I settle for the least unhealthy choice of what remains, potato chips prepared free of hydrogenated oil. On the packaging it states the following fine print: may have come in contact with human feces during processing.

The problem with wholesome foods is in the packaging

Bananas are a healthy choice, but they start to die the moment you pay for them. They come equipped with built-in expiration timers inserted by the Banana Republic Mafia (ironic I know).
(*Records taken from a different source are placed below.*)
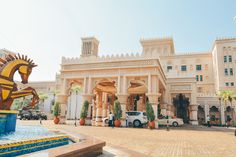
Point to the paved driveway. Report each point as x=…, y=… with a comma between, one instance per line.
x=187, y=141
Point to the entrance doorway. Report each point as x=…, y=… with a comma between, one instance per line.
x=136, y=102
x=181, y=104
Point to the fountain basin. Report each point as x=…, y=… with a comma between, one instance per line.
x=12, y=148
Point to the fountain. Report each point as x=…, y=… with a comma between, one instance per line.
x=21, y=140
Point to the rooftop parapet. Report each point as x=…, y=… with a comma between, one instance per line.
x=107, y=58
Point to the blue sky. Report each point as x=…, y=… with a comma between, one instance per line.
x=46, y=30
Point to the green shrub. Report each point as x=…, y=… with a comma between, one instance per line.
x=117, y=110
x=56, y=109
x=84, y=111
x=150, y=112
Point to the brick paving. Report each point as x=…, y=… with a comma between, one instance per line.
x=180, y=142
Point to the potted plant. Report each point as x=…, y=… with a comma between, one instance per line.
x=150, y=115
x=84, y=112
x=117, y=113
x=56, y=112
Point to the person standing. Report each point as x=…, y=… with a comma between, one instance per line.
x=127, y=120
x=228, y=121
x=110, y=119
x=208, y=121
x=113, y=120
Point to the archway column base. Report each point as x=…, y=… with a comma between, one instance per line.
x=62, y=99
x=193, y=114
x=122, y=98
x=164, y=109
x=153, y=99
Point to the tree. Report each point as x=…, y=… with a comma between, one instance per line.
x=117, y=110
x=150, y=112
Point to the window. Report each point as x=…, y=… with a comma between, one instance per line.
x=183, y=68
x=197, y=77
x=231, y=71
x=169, y=67
x=201, y=78
x=230, y=58
x=198, y=67
x=226, y=71
x=225, y=58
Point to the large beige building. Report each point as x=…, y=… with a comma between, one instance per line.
x=181, y=85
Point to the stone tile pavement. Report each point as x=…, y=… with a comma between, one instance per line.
x=187, y=141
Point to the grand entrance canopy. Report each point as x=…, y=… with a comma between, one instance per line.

Apples don’t pack well as they bruise too easily. Peeled carrots are handy except, if they get warm, they become slimy like slippery aerodynamic bars of soap — very dangerous projectiles.

I always felt that foods that contain the primary ingredient: refined carbohydrates, mixed and packed with hydrogenated oil is the way to go, as I have no time to spare for preparation and I am game to play roulette with my health. However, recently I have risked too much and now, sitting here watching the Olympics, I am starting to look the part of a bull in the comic The Farside.

Moo.

Refined carbohydrate shipping was once a drug trade

There are white sugar racketeers. They are sweet-toothed, money-hungry, power tie-wearing entrepreneurs, who are just a few molecules shy of being players in the heroin market. I bet my money and my sugar that there are whole economies built on the trade of refined sugar. Billions of dollars may be made and lost in international trade of this market of addictive additives. See, ‘additive’ is just one letter short of being the word, ‘addictive,’ Freudian paranoia; a potential side effect.

After an injection of heroin or cocaine or opium or refined sugar — choose your poison, the user reports feeling a surge of euphoria (“rush”) accompanied by a warm flushing of the skin, a dry mouth, and heavy extremities. Following this initial euphoria, the user goes “on the nod” which is an alternately wakeful and drowsy state. Mental functioning becomes clouded due to the depression of the central nervous system.

The Sugar Wars

I once crossed paths with a book written years ago titled The Sugar Wars. The sugar trade and its history, according to this author was very similar to the cocaine, heroin and opium trades, during their respective eras. Only it was legal and what’s more, you were considered simply fabulous if you owned a shipping route and a big-ass navy fleet to protect it. Greenpeace? The protesters would be musket-whipped and keel-hauled. Not to mention possibly romanced against their will.

For the full story buy the book. I don’t have the patience, I’m on Coke, as it were. Speaking of Coke, Coca-Cola’s senior vice president for public affairs and its chief lobbyist, John Downs Jr. recently had a seat on the National Parents and Teachers Association (PTA in America) as a board member. And I thought I was lost! Forget the fox, here there are wolves guarding the proverbial henhouse.

One can of coke contains nearly 10 teaspoons of refined sugar. This is one of the main reasons why little Johnny can look you in the eye with a dull glare, nodding, while gamely gaming on his device; he is on autopilot.

When refined carbohydrates enter the bloodstream, a sugar spike happens, followed by an insulin reaction to counter the sugar-rush effect. Then BOOM, you crash, experience a headache, become irritable and get just plain down — them down-home blues – Louisiana style; 12 bar blues and I ain’t talking scat about guitars, I am talking candy bar blues.

Just about all convenient and tasty foods contain refined carbohydrates, for example, anything made with flour: cookies, bread, pasta, candy, cake, pie, pie crust, pizza crust, doughnuts, bagels, wraps, most granola-style bars, most breakfast cereals, pancake mix and waffles. Also white sugar, white rice and most crackers, pop, muffins, noodles, many juices, ketchup/catsup, mayonnaise, ice cream, perogies, samosas, taco shells, syrup and candy bars and much more.

I hope I don’t run out of my potato chips made free of hydrogenated oil anytime soon. Those Oreos are calling my name and each of those tasty cookies is worth one second added onto my 10k time.